“The major gap in Djibouti is the very low capacity of the partners. Partners are missing the technical expertise to develop relevant activities to enhance the agricultural production or to sustain their physical assets,” Imed Khanfir, a programme adviser with the UN World Food Programme (WFP) in Djibouti, told IRIN.
“Scarcity of water is also a major challenge.”
For the next couple of months, Djibouti, which is a net food-importer, could face deteriorating food security as the lean season sets in, with high food prices and soaring unemployment levels exacerbating the situation.
According to an update by the Famine Early Warning Systems Network (FEWSNET), “Food insecurity among poor households in Djibouti City’s urban centres of Balbala, Radiska, and Baulaos is anticipated to heighten but remain stressed following a substantial decline in labour opportunities”.
Urban and peri-urban areas of Djibouti as well as pastoral households in the rural areas are among those most affected by food insecurity. “Acute food insecurity is anticipated to be accentuated among poor households in the Southeastern (Borderside) and Obock pastoral areas through September,” adds FEWNET.

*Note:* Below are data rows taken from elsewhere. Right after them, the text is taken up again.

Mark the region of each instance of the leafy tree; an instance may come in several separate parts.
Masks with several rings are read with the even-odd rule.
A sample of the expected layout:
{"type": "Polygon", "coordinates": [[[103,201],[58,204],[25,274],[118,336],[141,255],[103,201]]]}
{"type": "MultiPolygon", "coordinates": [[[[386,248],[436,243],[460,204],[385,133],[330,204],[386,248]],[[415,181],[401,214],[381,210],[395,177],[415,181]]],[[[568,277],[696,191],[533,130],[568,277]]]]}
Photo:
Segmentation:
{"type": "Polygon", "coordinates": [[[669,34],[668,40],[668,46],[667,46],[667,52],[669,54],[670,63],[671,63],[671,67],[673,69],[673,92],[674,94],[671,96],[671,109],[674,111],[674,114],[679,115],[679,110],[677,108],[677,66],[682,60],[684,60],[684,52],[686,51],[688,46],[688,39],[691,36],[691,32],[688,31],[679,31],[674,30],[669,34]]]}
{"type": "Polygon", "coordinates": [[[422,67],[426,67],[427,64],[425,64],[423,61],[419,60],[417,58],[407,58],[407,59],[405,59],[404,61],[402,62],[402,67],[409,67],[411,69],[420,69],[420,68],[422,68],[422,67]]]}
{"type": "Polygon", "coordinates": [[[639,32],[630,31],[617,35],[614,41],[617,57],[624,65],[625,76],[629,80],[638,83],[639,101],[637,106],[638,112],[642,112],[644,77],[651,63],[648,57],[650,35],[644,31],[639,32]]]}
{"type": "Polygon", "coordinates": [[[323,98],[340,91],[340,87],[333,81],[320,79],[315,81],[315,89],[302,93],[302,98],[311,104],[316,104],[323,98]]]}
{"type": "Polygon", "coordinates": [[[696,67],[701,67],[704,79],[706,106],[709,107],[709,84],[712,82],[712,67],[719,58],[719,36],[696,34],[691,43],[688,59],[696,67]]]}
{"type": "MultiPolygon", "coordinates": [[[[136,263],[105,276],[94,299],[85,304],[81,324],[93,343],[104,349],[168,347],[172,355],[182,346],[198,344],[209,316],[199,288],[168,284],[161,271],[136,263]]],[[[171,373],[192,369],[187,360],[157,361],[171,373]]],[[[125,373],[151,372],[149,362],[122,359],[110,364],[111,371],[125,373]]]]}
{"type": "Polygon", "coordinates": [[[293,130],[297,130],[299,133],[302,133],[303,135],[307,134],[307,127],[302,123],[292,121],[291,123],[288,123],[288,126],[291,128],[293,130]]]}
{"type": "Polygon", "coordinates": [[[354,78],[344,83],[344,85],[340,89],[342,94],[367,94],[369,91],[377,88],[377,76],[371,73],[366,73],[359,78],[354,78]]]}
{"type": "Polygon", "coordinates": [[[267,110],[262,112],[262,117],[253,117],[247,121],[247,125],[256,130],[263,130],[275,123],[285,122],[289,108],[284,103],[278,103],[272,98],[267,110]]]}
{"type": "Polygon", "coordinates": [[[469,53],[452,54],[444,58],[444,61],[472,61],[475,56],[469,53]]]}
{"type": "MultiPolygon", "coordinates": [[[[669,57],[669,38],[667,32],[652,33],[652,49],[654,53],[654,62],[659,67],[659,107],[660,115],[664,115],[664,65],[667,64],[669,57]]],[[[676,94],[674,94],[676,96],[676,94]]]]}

According to Khanfir, “Recurrent droughts have reduced the assets of the vulnerable population, reducing their livestock.”
In the past year, for example, Djibouti experienced poor March-to-June ‘Diraac/Soughoum’ rains, following similarly poor ‘Heys/Dadaa’ October-to-March rains.

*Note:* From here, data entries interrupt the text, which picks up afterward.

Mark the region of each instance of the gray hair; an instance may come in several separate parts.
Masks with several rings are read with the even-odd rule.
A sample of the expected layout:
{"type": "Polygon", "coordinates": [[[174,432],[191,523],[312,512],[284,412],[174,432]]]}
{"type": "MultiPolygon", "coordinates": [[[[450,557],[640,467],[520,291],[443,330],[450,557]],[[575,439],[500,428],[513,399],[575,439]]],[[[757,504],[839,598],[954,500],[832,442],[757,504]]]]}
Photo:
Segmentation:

A factsheet by the European Union’s European Community Humanitarian Aid Office (ECHO) adds: “ Since 2005, Djibouti is increasingly suffering from water scarcity due to poor rains. This has led to a reduction of water sources and pasture for livestock. As a result, the country has faced serious food deficits. Particularly affected are the rural communities and people dependent on pastoral activities”.
At present, about 42,600 people are severely food insecure with 24,300 others moderately food insecure in Djibouti, according to WFP’s Khanfir. WFP is providing general food distribution all year long to the severely food insecure population, he added, while the moderately food insecure are enrolled in food-for-work programmes.